GENHmm
=========

An HMM based artificial data generator to generate synthetic symbolic sequence data sets for evaluating anomaly detection algorithms. The GENHmm program generates three HMM models, which can be used to generate three sets of sequences, normal, anomalous_1 (completely different from the normal sequences), and anomalous_2 (slightly different from the normal sequences). If used to evaluate anomaly detection algorithms, the task of detecting anomalous_1 sequences is relatively easier than the task of detecting anomalous_2 sequences.
For more details about the underlying algorithm, please refer to:
1. Varun Chandola, Varun Mithal, and Vipin Kumar, Understanding Anomaly Detection Techniques for Symbolic Sequences. CS Technical Report 09-001, January 2009, Computer Science Department, University of Minnesota
2. Varun Chandola, Varun Mithal, and Vipin Kumar, A Comparative Evaluation of Anomaly Detection Techniques for Sequence Data, In Proceedings of 2008 IEEE International Conference on Data Mining (ICDM), December 2008,Pisa, Italy.

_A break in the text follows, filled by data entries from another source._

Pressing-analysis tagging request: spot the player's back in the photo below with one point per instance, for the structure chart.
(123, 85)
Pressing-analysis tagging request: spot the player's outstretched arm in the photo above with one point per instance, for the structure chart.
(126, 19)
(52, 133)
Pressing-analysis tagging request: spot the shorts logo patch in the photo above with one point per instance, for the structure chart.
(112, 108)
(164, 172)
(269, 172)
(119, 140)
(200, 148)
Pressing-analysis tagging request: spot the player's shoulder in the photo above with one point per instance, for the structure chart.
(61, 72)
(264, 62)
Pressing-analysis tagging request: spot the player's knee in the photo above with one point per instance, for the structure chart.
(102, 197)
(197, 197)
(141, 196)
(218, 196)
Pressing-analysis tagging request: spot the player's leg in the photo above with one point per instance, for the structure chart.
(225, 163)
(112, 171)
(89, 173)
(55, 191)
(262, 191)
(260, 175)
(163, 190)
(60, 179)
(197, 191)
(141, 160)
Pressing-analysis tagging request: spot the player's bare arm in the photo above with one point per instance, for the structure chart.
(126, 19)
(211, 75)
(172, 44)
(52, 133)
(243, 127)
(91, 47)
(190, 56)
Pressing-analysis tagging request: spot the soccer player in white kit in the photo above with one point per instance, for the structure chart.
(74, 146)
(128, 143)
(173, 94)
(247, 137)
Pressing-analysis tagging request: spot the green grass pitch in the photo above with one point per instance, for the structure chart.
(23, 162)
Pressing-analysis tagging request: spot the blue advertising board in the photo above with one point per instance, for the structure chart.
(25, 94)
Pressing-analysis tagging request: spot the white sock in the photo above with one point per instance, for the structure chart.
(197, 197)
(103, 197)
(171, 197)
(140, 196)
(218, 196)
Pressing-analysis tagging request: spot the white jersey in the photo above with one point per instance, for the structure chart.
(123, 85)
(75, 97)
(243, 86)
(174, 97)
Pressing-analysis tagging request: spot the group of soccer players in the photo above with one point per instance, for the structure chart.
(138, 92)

Each of the three HMM models generated by GENHmm have identical set of states. The states are divided into two groups, arranged as two circles. Each state is set to generate one alphabet with high probability and all other alphabets with a lower probability (parameter mu). From each state, a highly probable transition (parameter d) can be made to the next state in the cycle, and low probability transitions to all other states in the same cycle. For one of the states in a cycle (parameter s), a transition is possible (with probability d2) to a state in the other cycle.

Usage:
	./GENHmm -n numstates -o hmmfileprefix -s shortcircuit -d delta -d2 delta2 -m mu
	   -n  [4.. ] -> number of states in HMMs
	   -o         -> prefix for hmm model files.
	   -s  [1..n] -> shortcircuit parameter
 	   -d  [0...1]-> delta transition probability within a cluster
	   -d2 [0..1] -> delta transition probability from one cluster to another
	   -m         -> mu or observation probability


The number of states are required to be even and greater than 4. The number of alphabets generated by the HMMs are number of states/2.
The output of the program is three HMM models with names: pref.norm.hmm pref.anom1.hmm pref.anom2.hmm.

The discrete sequences can be generated by using the HMMGenSeq program.